The Fifth A&R Credit Agreement contains customary events of default and affirmative and negative covenants, including certain financial covenants regarding consolidated net worth, leverage, unencumbered leverage, interest coverage and fixed charge coverage ratios, and levels of secured debt to total asset value. Upon the occurrence of an event of default, the amounts outstanding under the Fifth A&R Credit Agreement may be accelerated and may become immediately due and payable. The Fifth A&R Credit Agreement provides that, during the continuation of any default, neither the Operating Partnership nor the Registrant shall declare or make any dividends or distributions except to the extent necessary for the Registrant to maintain its status as a real estate investment trust. If a default is due to non-payment, bankruptcy proceedings or appointment of a receiver, trustee, examiner or liquidator or the obligations under the Fifth A&R Credit Agreement have been accelerated, the Operating



Partnership and Registrant may not make any dividends or distributions to any person other than the Operating Partnership or a subsidiary.

A copy of the Fifth A&R Credit Agreement is attached hereto as Exhibit 10.1, and the above description of the material terms of the Fifth A&R Credit Agreement is qualified in its entirety by reference to such exhibit, which is incorporated herein by reference.

Item 1.02 Termination of a Material Definitive Agreement.

Effective November 6, 2019, the Operating Partnership repaid approximately $150.1 million, constituting repayment in full of all amounts owing, pursuant to (i) the First Amended and Restated Unsecured Term Loan Agreement (2014) dated as of November 15, 2017 with Capital One, National Association, as Administrative Agent and as Sole Lead Arranger and Sole Bookrunner, and the other lenders from time to time party thereto pursuant to which the lenders thereunder had made available to the Operating Partnership a $75 million term loan facility and (ii) the First Amended and Restated Unsecured Term Loan Agreement (2013) dated as of November 15, 2017 with Capital One, National Association, as Administrative Agent and as Sole Lead Arranger and Sole Bookrunner, and the other lenders from time to time party thereto pursuant to which the lenders thereunder had made available to the Operating Partnership a $75 million term loan facility.
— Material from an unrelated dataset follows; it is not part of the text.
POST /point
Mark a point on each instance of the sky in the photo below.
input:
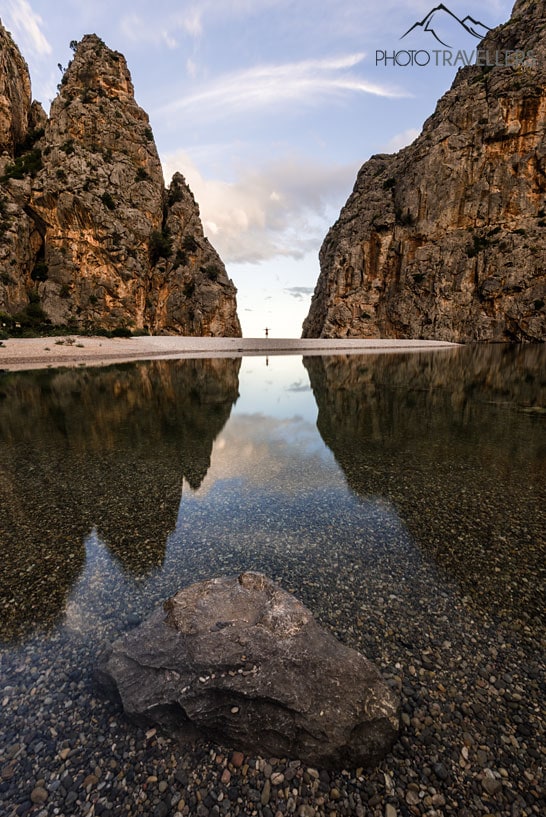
(267, 107)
Accordingly, on November 6, 2019, all outstanding loans and other obligations of the Operating Partnership and guarantors under such term loan agreements were paid and satisfied in full and irrevocably discharged, terminated and released and such term loan agreements terminated and were of no further force or effect other than those provisions therein that by their terms specifically survive termination.

Effective November 6, 2019, the Operating Partnership repaid approximately $100 million to NYL Investors, LLC, a wholly-owned subsidiary of New York Life Insurance Company, constituting repayment in full of the Operating Partnership’s $50 million 4.16% senior unsecured notes due 2024 issued pursuant to the note purchase agreement dated September 8, 2014, as amended, and the Operating Partnership's $50 million 4.30% senior unsecured notes due 2026 issued pursuant to such note purchase agreement. Accordingly, on November 6, 2019, all outstanding Notes and other obligations of the Operating Partnership and guarantors under such note purchase agreement were paid and satisfied in full and irrevocably discharged, terminated and released and such note purchase agreement terminated and was of no further force or effect other than those provisions therein that by their terms specifically survive termination.
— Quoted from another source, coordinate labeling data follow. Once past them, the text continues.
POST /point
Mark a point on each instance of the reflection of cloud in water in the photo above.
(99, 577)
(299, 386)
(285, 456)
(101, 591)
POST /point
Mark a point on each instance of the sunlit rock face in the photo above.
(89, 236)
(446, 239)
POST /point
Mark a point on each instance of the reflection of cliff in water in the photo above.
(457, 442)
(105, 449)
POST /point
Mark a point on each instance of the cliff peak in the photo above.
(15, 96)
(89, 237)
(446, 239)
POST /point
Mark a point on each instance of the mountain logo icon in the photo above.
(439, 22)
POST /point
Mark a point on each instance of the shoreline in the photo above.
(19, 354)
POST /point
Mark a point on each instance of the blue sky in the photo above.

Item 2.03 Creation of a Direct Financial Obligation or an Obligation under an Off-Balance Sheet Arrangement of Registrant.

To the extent applicable, the disclosure set forth in Item 1.01 above is incorporated herein by reference.

Item 3.03 Material Modification to Rights of Security Holders.

To the extent applicable, the disclosure set forth in Item 1.01 above is incorporated herein by reference.

Item 8.01 Other Events.

On November 8, 2019, the Registrant issued a press release announcing the Fifth A&R Credit Agreement. A copy of the press release is attached hereto as Exhibit 99.1 and incorporated herein by reference.




Item 9.01 Financial Statements and Exhibits.

(d)  Exhibits



104  Cover Page Interactive Data File (embedded within the Inline XBRL document).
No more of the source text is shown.